SANDYAKALA (Bagian 19)



19  Perang
              
“Bagaimana kabarmu sepupuku yang sableng?” kata Bimo sambil tersenyum ketika masuk ke kamar Bagas, dilihatnya sepupunya tersebut sedang melipat sajadah setelah sholat Isya.
Bagas tertawa. “Seperti yang kamu lihat, aku baik-baik saja. Kamu pulang kerja agak malam, Bim?”
            “Begitulah. Ada sedikit masalah di tempat yang baru, perlu banyak adaptasi, juga pikiran dan tenaga” Bimo duduk di tepi tempat tidur Bagas. “Bagaimana pekerjaan kamu, Gas?”
            “Baik dan lancar-lancar saja. Ada yang ingin kamu bicarakan sama aku, Bim?” tanya Bagas sambil duduk di kursi kamarnya.
            “Tidak ada. Kenapa memangnya?”
Bagas kembali tertawa. “Yah, siapa tahu!”
            Keduanya terdiam sesaat.
“Kamu senang ada di desa ini?” tanya Bimo.
Bagas mengangguk, “ya, aku sudah mulai kerasan tinggal di desamu ini Bim.” Bimo tersenyum. “Oh iya Bim, kamu sudah mendengar?”
            “Mendengar apa?”
            “Mutiara belum cerita?”
            “Cerita apa?” Bimo penasaran.
            “Siang tadi, aku dan Mutiara menolong Khaerani yang pingsan di pinggir jalan.”
            “Apa! Rani pingsan di jalan!” Bimo terkejut dan wajahnya menegang. Bagas kemudian menceritakan kejadian pada waktu siang saat dia dan Mutiara menolong Khaerani yang pingsan di pinggir jalan dan membawanya ke klinik.
“Kata dokter di klinik, Rani kecapekan. Ya, karena temanmu yang keras kepala itu tidak mau mendengar nasihat orang lain.”
            “Maksud kamu?”
            “Kamu ingat, waktu kita ketemu dia di klinik setelah menolong anak yang hampir hanyut dan tenggelam itu, dan tidak mau ikut diperiksa?” Bimo mengangguk. “Mungkin asal mulanya dari saat itu, terus begadang membuat kue pesanannya Mutiara dan katanya juga menjaga bapaknya yang sakit.”   Bimo terdiam, ada raut kekuatiran diwajahnya. “Oh iya Bim. Kamu tahu kalau bapaknya Rani sakit dan dirawat di klinik?” Bimo mengangguk. “Kamu menjenguknya?” Bimo menggeleng. Bagas menghela nafas. “Kamu itu teman seperti apa sih, Bim? Ada teman kamu, bahkan teman sejak kalian kecil, malah dapat dikatakan kalian cukup dekat, kok ya tidak empati sama sekali!” Bimo terdiam. “Aku sudah tahu cerita tentang kalian!”
            “Cerita apa!”
            “Kamu, Rani dan Bayu!”
            “Darimana kamu tahu! Rani cerita sama kamu?”

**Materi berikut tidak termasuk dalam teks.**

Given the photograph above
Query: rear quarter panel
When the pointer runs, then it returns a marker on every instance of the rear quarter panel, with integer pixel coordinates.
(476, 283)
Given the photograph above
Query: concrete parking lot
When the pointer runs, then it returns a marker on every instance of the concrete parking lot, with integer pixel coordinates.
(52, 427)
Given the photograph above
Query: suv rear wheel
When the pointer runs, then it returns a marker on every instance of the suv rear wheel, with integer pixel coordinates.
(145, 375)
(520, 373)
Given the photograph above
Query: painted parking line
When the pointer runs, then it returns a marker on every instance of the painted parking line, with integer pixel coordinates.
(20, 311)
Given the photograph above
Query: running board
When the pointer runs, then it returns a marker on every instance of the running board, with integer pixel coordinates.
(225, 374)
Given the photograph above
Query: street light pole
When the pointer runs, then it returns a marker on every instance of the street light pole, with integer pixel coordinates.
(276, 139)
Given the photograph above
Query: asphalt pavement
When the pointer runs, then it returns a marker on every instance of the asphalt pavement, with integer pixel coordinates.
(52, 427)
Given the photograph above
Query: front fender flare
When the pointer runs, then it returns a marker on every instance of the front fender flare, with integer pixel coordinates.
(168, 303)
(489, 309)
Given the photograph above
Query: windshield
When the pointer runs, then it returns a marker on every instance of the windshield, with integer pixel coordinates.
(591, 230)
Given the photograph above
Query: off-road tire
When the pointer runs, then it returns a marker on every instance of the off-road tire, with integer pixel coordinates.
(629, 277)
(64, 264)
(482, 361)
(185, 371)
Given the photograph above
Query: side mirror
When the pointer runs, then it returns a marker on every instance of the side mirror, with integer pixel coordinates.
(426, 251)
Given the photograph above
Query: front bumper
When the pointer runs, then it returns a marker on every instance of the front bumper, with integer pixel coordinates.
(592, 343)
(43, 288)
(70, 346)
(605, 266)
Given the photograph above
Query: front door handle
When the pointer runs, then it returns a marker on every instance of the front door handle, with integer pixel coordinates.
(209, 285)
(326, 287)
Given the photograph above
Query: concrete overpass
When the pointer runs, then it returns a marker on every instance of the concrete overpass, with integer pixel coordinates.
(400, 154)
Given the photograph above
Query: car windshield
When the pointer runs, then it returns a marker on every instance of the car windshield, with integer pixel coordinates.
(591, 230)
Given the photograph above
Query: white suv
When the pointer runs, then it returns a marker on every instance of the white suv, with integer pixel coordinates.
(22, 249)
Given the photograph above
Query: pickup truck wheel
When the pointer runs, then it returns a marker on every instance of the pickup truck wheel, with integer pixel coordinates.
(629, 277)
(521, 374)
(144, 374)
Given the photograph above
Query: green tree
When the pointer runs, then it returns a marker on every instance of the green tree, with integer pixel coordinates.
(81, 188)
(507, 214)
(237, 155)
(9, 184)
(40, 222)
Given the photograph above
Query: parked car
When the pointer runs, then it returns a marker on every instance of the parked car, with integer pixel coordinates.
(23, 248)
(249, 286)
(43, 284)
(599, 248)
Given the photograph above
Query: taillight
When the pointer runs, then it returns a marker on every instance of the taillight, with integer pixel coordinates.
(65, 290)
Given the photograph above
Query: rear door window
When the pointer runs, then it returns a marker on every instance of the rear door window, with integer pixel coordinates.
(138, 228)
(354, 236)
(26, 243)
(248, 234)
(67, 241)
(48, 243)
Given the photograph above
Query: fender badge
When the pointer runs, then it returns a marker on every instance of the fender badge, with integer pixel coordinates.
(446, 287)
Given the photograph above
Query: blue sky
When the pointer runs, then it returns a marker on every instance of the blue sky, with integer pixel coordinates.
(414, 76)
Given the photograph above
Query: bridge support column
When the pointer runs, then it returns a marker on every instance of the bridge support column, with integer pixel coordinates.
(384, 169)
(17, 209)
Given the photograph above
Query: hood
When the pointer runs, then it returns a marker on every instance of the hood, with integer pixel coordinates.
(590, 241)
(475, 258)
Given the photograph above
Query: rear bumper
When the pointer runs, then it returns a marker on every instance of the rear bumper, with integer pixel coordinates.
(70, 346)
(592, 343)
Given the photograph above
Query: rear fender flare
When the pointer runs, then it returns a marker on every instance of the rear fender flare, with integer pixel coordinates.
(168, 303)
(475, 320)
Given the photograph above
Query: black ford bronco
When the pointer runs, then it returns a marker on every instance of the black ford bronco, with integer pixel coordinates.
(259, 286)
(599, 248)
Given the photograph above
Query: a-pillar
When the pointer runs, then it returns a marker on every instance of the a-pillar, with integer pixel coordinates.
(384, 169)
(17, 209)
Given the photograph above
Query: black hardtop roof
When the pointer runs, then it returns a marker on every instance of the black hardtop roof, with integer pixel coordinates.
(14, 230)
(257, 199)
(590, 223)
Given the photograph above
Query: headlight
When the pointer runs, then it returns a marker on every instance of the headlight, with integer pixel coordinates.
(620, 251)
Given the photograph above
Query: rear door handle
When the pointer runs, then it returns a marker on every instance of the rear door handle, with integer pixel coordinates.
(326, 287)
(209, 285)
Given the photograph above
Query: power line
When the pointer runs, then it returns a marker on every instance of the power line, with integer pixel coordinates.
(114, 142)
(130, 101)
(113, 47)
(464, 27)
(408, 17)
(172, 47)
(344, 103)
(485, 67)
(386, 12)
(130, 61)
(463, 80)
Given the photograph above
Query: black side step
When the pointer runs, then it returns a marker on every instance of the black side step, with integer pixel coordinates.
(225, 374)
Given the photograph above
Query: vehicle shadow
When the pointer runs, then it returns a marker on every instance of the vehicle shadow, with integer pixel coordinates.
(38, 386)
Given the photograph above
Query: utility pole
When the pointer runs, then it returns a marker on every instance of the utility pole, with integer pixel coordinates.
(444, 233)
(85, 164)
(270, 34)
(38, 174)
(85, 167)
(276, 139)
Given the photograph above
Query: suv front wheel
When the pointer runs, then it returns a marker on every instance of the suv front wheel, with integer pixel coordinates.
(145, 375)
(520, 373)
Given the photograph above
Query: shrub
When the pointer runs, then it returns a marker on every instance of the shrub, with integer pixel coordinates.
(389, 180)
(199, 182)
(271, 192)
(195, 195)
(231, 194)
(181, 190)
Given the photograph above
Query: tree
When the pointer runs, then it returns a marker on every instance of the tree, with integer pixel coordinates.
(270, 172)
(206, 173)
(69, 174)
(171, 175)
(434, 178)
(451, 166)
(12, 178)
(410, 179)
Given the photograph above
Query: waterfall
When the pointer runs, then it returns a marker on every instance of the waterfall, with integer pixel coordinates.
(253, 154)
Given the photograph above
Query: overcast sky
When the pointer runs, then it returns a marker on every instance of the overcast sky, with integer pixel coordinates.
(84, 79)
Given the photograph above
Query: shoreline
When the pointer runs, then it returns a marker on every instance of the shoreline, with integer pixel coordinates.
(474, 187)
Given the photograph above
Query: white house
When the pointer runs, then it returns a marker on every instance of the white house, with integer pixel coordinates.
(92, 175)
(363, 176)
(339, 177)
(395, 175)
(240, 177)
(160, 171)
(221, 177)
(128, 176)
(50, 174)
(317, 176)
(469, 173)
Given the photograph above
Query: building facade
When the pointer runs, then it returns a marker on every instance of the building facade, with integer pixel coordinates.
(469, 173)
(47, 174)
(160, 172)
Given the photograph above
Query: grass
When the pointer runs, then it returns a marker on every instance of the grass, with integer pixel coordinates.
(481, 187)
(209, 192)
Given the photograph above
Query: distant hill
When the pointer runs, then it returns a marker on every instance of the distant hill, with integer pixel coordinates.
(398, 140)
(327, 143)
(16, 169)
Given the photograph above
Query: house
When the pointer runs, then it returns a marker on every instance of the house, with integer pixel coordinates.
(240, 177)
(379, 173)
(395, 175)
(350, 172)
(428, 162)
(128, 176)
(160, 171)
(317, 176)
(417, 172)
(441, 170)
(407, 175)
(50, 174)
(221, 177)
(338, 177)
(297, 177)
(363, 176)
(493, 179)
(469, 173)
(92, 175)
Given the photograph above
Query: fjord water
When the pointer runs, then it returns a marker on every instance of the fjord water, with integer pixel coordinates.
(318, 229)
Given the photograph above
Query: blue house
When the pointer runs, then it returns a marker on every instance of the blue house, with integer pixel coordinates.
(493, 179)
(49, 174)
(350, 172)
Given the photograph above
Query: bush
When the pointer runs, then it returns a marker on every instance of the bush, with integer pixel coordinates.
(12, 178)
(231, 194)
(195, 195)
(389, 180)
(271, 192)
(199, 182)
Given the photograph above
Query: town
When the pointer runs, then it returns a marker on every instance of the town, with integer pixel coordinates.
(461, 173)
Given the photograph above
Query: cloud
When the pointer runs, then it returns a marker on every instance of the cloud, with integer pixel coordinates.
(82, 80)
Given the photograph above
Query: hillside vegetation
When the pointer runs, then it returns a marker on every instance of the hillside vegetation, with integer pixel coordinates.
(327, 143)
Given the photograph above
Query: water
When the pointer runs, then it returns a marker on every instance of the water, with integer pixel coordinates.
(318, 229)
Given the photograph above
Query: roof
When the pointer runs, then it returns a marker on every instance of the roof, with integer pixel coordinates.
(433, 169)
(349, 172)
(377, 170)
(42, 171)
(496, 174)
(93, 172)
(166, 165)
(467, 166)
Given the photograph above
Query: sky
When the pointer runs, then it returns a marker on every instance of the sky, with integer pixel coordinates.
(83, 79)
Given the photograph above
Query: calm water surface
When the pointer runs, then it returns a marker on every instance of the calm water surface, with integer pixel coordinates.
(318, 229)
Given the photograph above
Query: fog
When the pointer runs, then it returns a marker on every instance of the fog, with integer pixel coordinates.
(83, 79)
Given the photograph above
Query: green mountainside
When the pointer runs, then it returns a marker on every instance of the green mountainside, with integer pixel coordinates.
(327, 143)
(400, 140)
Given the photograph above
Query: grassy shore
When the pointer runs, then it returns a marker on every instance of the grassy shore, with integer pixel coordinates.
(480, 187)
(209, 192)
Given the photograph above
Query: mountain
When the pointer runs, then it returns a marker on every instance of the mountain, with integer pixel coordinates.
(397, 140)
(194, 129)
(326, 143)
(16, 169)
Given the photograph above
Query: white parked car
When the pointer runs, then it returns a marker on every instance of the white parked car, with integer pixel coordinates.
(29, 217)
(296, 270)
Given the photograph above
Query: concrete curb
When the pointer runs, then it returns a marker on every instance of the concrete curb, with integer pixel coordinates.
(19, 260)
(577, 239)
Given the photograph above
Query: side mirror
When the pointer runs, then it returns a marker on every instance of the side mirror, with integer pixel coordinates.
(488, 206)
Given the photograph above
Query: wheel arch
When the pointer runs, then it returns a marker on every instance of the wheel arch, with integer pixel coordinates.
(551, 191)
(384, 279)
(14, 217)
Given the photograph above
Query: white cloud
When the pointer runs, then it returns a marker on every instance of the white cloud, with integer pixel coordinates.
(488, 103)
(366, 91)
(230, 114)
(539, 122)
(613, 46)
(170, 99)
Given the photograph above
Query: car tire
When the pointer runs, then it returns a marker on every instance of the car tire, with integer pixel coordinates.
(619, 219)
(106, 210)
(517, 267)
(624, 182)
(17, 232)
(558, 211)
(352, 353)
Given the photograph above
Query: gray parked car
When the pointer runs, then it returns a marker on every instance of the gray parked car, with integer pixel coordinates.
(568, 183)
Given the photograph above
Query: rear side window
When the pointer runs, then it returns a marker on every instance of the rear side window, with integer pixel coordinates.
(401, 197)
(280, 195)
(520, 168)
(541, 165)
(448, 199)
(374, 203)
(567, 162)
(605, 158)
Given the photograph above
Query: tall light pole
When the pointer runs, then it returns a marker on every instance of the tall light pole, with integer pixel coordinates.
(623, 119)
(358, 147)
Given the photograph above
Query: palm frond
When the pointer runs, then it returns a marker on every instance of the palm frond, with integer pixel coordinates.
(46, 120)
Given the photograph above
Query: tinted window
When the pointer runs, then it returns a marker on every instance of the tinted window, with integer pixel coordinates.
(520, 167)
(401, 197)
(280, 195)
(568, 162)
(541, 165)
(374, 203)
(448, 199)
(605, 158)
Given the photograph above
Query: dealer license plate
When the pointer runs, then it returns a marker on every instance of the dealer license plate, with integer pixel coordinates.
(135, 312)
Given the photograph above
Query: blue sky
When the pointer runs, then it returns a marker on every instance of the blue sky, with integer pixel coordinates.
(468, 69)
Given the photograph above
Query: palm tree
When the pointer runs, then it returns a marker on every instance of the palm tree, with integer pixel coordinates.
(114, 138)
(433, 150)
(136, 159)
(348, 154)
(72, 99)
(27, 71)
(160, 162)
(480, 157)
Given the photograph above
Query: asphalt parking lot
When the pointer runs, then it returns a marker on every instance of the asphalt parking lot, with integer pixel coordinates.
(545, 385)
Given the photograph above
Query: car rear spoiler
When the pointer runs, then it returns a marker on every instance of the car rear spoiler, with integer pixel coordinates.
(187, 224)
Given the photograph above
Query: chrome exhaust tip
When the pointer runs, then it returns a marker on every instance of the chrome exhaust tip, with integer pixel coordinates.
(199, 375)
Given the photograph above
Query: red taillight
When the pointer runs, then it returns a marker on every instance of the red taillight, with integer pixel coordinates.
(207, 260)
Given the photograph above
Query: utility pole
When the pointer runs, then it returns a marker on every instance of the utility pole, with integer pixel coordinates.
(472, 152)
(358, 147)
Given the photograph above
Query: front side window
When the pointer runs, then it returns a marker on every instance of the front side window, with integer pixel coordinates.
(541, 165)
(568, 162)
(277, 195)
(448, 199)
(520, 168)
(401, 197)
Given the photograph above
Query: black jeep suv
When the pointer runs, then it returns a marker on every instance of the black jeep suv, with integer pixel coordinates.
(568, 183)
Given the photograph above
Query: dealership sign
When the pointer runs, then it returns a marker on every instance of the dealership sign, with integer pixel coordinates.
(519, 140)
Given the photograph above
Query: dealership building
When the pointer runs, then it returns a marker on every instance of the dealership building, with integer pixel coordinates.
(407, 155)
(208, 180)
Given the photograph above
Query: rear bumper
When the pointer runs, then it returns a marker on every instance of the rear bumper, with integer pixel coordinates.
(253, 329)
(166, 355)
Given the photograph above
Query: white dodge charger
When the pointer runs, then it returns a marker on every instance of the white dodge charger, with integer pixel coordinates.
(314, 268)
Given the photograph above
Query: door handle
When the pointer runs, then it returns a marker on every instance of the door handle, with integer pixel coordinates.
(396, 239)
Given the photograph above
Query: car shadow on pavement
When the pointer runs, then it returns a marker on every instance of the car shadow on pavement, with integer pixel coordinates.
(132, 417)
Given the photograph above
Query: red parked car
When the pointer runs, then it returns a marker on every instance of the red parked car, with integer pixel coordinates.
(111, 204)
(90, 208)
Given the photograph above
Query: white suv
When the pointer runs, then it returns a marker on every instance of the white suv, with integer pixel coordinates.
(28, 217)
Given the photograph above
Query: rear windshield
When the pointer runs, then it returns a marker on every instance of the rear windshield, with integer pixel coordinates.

            “Menurut kamu?”
            Bimo menghela nafas, “aku tidak yakin, Rani yang menceritakannya. Pasti Mutiara!” Bimo memandang Bagas dengan tajam.
            “Jangan salahkan Mutiara. Adikmu itu hanya merasa kecewa sama kamu, Bim!”
            “Kecewa? Kecewa kenapa?”
            “Karena kamu terlalu penakut! Tidak punya nyali!”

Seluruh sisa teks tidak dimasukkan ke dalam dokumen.